My thesis, to the effect that it makes little sense to consider self-regulation and state lawmaking as dichotomous opposites, finds valuable support in the ideas of Thomas Conzelmann and Dieter Wolf. They (2007, 175) suggest that one should understand the relationship between private self-regulation and state lawmaking as a relationship based on the functional division of labor between public and private actors. In their opinion, the idea of the opposition of public and private sector regulation is misleading. Rather, private- sector self-regulation can only function as a form of governance embedded in a public regulatory structure if it is to contribute to governance compatible with the common good.
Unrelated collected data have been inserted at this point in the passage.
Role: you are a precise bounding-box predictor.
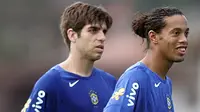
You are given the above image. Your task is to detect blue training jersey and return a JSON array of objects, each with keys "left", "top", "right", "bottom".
[
  {"left": 21, "top": 65, "right": 116, "bottom": 112},
  {"left": 104, "top": 62, "right": 174, "bottom": 112}
]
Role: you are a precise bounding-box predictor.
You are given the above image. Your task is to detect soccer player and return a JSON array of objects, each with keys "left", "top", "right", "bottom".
[
  {"left": 21, "top": 2, "right": 116, "bottom": 112},
  {"left": 104, "top": 7, "right": 189, "bottom": 112}
]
In return it can underlie, complement, and unburden public regulation and compensate for the inherent deficits and limitations of pure interstate governance.
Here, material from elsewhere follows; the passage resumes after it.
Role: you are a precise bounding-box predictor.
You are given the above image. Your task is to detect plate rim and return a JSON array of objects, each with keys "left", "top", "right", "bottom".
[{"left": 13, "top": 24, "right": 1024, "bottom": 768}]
However, if the relationship involved is one based on the functional division of labor, it is necessary to determine the relevant share—or as one would, perhaps, express it in criminal law, determine the relevant “contribution to the act”—of the state or private actor. Conzelmann and Wolf (2007, 175) distinguish five different dimensions of the role of the state in the concept of “embedded self-regulation” It
(1) provides the constitutional framework for private self-regulation and ensures the functioning of the markets and of a critical public; (2) plays a part in the design of the regulatory environment of private self-regulation and (co-) legitimates the standards represented there; (3) maintains the possibility of a binding public regulation as a fall-back option so as to, first, link the self-regulation initiatives back to common-good criteria and, second, to further develop minimum standards of socially and ecologically responsible action; (4) supports monitoring systems for private selfregulation; and (5) avoids negative external effects through the linking and coordination of different sectoral self-regulation initiatives.